I can use something like pandas or autograd to experiment with new optimization functions in seconds. For these big NN models it takes hours to days to wait for your model to train so squeezing out more performance is worth a more complex language.

[+] rck|10 years ago|reply
The benchmarks would be a lot more useful if the context around them were more obvious. In particular, it would be nice to know if the benchmarks are for a single input, or for a batch of inputs. If for a batch, then the batch size is important too. Maybe this stuff is somewhere on their site, but it shouldn't require digging.

Without this information it's hard to make a useful comparison at all.

[+] hobofan|10 years ago|reply
You are right, batchsize is important and we should make that more clear.

The numbers in the benchmark are taken from our deep-learning-benchmarks[1] which we are still in the process of building up. It might actually make sense to test the same model with different batch sizes. The current benchmarks are based on the convnet-benchmarks[2] where the Alexnet model has a batch size of 128. (Alexnet was chosen because out of the benchmarks that's the one I am most familiar with, since it small enough that I can work with it on my Laptop)

In some informal tests Leaf was generally faster than other frameworks in smaller batch sizes, but no benchmarks that we could publish with confidence yet.

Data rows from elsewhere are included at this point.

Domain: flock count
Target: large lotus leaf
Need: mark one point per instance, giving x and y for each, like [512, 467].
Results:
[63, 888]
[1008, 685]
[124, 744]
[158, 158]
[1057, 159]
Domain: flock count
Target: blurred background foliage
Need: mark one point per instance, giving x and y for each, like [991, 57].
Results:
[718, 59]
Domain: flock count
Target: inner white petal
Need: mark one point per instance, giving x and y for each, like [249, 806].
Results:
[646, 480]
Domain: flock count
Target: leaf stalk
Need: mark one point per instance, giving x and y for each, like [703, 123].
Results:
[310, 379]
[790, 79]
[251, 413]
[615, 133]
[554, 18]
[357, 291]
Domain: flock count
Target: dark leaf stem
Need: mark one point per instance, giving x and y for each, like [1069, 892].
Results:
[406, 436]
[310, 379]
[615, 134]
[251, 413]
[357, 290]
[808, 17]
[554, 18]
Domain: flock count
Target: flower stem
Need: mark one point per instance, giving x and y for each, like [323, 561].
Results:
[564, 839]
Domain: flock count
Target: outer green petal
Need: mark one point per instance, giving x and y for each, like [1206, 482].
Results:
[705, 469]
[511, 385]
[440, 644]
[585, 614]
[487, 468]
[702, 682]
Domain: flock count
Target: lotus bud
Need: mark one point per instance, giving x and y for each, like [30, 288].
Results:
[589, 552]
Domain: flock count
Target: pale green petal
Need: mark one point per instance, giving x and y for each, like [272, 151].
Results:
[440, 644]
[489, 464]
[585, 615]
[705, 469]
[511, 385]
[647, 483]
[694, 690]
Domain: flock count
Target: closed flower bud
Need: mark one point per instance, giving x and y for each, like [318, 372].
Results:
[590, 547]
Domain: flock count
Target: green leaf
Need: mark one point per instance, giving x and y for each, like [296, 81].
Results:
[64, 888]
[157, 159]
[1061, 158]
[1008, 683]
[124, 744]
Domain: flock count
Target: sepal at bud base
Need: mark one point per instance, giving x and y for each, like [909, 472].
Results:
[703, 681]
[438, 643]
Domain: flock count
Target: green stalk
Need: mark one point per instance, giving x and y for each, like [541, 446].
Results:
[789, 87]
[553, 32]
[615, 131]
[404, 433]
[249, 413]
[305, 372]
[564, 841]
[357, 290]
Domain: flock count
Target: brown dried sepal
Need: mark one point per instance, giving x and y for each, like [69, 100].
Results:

[1]: https://github.com/autumnai/deep-learning-benchmarks [2]: https://github.com/soumith/convnet-benchmarks

[+] mastax|10 years ago|reply
I'm glad that rust has crossed the point where posts to HN that would be "_ in Rust" are now just "_". I hope this means that Rust is starting to be used for its own merits rather than just novelty.
[+] dang|10 years ago|reply
We changed the title to say "in Rust" because someone else complained about "for Hackers". I suppose we could take both of them out, but the project highlights its Rustiness so this seems more representative.
[+] yarrel|10 years ago|reply
1. Rust warning.

2. If "for hackers" is the new "for dummies" then gentrification is complete.